There are many complicated aspects to coming up with a proper hashing function, especially cryptographic ones. Lots of complicated mathematical theory and proofs are sometimes used to prove various intrinsic properties. Naively choosing a function can be a mistake, since it may not work too well.
Searching
Non-cryptographic hash functions are often used to generate keys for KeyDataAssociation for insertion in HashTables and many other structures used to store SymbolTables - in fact, sometimes the term hash function is used to refer to a function that not only produces a signature from a piece of input data but also calculates the index of the entry in a hash table to place it in.
A relatively even distribution on the range of hash values from the original value domain is important. It minimizes the likelihood of handling a collision in practice, since more than one original object may be mapped onto the same hash value. Only with a "good" hash function can Hashing make certain search operations linear (amortized) rather than N*LOG(N). The tricky part is coming up with a "good" hashing function, given all the different types of original domain objects that various applications could utilize. Attempts at providing good hashing functions in many different circumstances and abstracting the process fly underneath the banner of Universal Hashing.
In addition to a good hashing function, the range of hash values has to be kept somewhat sparse to avoid collisions. A rule of thumb some hashing libraries use is to only allow the range to become 75% full, otherwise performance degradation may become an issue. When this problem occurs, too many original values being mapped to too small a hash range. The problem is either solved by knowing how many objects need to be hashed a-priori, or by remapping the objects from one hash-space to a larger one. Like a dynamic string's current length and allocation, a certain geometric rate maybe used to control the cardinality of the increase (i.e. twice the allocation or HashTable entries (hash range values) as before, etc). Hashing schemes are classic examples of the trade-offs between time (cpu) and space (ram) in finite machines. Many books on computer algorithms will go into more depth than possible here. See the works and of the likes of Knuth, Aho/Hopcroft/Ullman, Cormen/Leiserson/Rivest, and Sedgewick for more algorithmic details.

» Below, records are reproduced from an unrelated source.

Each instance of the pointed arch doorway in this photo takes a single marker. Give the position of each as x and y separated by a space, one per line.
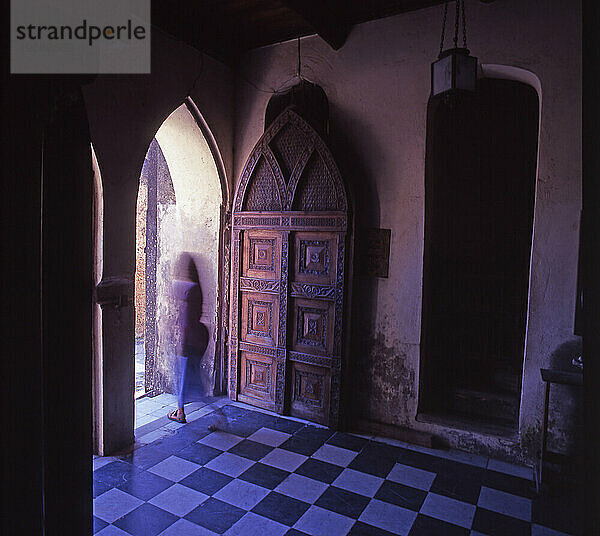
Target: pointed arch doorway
289 254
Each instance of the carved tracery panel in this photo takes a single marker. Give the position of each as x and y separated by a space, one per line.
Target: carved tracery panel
288 253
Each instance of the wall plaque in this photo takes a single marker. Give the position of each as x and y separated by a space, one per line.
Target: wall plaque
373 252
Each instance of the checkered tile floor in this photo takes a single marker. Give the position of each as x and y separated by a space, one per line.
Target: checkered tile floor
261 474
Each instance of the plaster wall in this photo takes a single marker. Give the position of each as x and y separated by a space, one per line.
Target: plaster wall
378 85
191 225
125 112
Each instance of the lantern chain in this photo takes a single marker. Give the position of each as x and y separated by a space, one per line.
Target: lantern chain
444 26
456 21
464 25
460 10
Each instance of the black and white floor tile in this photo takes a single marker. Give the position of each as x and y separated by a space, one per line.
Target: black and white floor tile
261 474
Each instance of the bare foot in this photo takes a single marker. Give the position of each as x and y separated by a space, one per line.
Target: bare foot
178 415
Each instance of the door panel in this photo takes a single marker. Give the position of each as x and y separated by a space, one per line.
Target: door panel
310 392
260 313
315 256
262 255
313 324
258 378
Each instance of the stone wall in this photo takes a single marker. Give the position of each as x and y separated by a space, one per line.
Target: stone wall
378 85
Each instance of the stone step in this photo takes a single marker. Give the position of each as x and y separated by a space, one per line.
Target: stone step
483 404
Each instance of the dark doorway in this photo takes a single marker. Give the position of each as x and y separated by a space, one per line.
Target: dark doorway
479 199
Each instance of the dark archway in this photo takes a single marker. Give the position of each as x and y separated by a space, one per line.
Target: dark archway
479 188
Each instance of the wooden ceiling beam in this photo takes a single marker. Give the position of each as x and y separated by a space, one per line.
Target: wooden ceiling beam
325 17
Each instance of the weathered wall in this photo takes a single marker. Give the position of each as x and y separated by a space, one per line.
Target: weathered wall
191 225
378 85
140 259
125 112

Underfilled HashTables could be candidates for reaping unused memory, when an application has reached MemoryExhaustion. The cost would be to map all the values to a lesser space (still only 75% full or less) and to do this within existing memory, which could take a fair degree of cpu and time. Most applications don't go this far though; mostly HashTables are reclaimed largely in their entirety only when going out of scope and use.
Most of the time finding a good library will suffice, once you know how to use it properly.
Good Hash Functions
Good hash functions can be hard to come by; many have to be specially made for the task at hand. However, there are a variety of tried and proven hashing techniques that have been developed.
So, add links to them here.
Related Topics
Online Resources
None yet.
Example Implementations
A simple example of a hash function for strings (in CLanguage):
int string_hash(char *s) {
int hval = 0;
while(*s != '\0') {
hval *= 3;
hval += *s;
++s;
} return hval;
};This isn't a very good example; many strings will likely share the same signature.